When is the appropriate time for a retreat? At one extreme, when we are dangerously tired. While we live long beyond our limits, working beyond our capabilities, without realizing the origins of our exhaustion, the damaging levels of this accumulated stress, and in this state we are unable to do our best, to decide sensibly, we drain our energies and our body can begin to collapse under the pressure to which it is subject. Dr.
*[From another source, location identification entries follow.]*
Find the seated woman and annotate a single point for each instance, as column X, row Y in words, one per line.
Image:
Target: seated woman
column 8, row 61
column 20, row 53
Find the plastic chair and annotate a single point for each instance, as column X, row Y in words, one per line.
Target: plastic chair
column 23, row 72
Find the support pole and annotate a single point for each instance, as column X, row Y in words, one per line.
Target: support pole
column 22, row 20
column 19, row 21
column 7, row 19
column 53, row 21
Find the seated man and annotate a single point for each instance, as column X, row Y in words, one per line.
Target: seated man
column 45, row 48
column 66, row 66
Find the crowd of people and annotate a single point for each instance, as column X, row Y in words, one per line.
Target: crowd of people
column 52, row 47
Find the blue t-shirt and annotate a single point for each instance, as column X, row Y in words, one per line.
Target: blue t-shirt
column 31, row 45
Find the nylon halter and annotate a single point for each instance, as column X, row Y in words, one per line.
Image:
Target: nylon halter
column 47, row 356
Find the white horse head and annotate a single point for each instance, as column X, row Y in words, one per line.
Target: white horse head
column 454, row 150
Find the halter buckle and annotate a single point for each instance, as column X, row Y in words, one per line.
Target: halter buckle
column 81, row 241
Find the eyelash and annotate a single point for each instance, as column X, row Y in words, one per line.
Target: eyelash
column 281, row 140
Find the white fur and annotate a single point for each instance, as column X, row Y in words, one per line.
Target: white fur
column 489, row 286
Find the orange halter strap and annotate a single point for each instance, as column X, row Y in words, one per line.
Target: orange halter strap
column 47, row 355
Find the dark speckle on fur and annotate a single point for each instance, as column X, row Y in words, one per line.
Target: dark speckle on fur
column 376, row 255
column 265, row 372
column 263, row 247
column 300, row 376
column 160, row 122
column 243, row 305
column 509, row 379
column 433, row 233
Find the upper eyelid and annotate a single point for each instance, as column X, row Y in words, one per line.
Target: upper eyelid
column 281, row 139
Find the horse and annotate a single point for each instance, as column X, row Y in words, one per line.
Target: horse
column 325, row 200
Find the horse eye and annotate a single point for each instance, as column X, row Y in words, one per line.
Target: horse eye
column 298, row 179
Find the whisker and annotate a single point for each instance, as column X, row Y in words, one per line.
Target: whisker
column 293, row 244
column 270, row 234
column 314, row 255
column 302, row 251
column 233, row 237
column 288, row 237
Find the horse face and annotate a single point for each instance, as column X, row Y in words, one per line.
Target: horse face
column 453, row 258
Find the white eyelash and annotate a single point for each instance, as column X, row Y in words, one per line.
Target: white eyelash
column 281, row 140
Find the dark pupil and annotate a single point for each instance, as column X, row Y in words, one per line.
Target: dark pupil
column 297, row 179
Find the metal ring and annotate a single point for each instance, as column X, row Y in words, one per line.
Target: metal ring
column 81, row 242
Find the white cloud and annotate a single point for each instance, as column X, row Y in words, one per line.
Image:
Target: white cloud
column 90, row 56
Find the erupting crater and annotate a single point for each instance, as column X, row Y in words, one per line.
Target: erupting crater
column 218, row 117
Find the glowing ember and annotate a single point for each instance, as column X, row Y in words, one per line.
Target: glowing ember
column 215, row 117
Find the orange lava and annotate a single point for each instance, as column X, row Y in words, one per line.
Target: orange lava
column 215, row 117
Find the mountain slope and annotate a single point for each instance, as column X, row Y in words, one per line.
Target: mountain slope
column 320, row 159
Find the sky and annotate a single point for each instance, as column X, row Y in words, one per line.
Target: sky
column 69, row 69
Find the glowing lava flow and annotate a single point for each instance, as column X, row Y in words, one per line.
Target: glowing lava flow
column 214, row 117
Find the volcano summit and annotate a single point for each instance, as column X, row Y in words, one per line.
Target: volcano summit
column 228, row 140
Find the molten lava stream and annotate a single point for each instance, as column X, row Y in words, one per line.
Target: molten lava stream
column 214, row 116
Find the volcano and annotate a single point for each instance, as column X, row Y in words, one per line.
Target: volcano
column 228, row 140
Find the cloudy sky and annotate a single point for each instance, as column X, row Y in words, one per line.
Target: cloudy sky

Gabor Maté, in his bestseller When the Body Says No, sums up: “Excessive stress occurs when what is required of an organism exceeds its reasonable capacity to match what is required”.
In a retreat, it is important to discover the appropriate rhythm for each one, for the main emphasis is on the participant to find stillness, silence, rest, listening and responding to the Spirit of God, allowing the freedom to accommodate body and spirit , and avoiding overloading the activity plan. As Dallas Willard wrote, “The cure for having so much to do is solitude and silence … This disturbing sense of having to come from above all from the void that exists in our soul …”.
Determining periods of meditation and prayer will also help you adjust to a new daily rhythm, different from the one you are used to. The book exemplifies various types of programs, from fixed times to more flexible schedules, depending on each person’s approach, and provides a final appendix with suggestions for detailed plans for times of prayer, worship, and liturgy.
Deep down, a retreat is no more than an invitation to recalibrate our lives, or aspects of our existence that need adjustment. As we encounter spiritual freedom we see the need to recalibrate our lives by answering a few questions, such as: “How do I live the day-to-day life of my heart?” Or “Do I prioritize my daily activities according to God’s purposes for me, and what are they? “And so we can begin again with a clear sense of how God guides us to live during troubled times.
In a second final appendix, the author offers a practical guide for the complete planning of a retreat, from the place of withdrawal to the items that should accompany the participant, according to the purpose and intention, without forgetting a notification to the family and colleagues as to its distance and the “disconnection” of technology.
Easy to read, Invitation to Retreat invites us to seclusion, it guides us in this important decision to grant a contemplative period alone, with God and with ourselves. The only criterion for this is that it is in a place where one enters into silence and where one is supported by silence.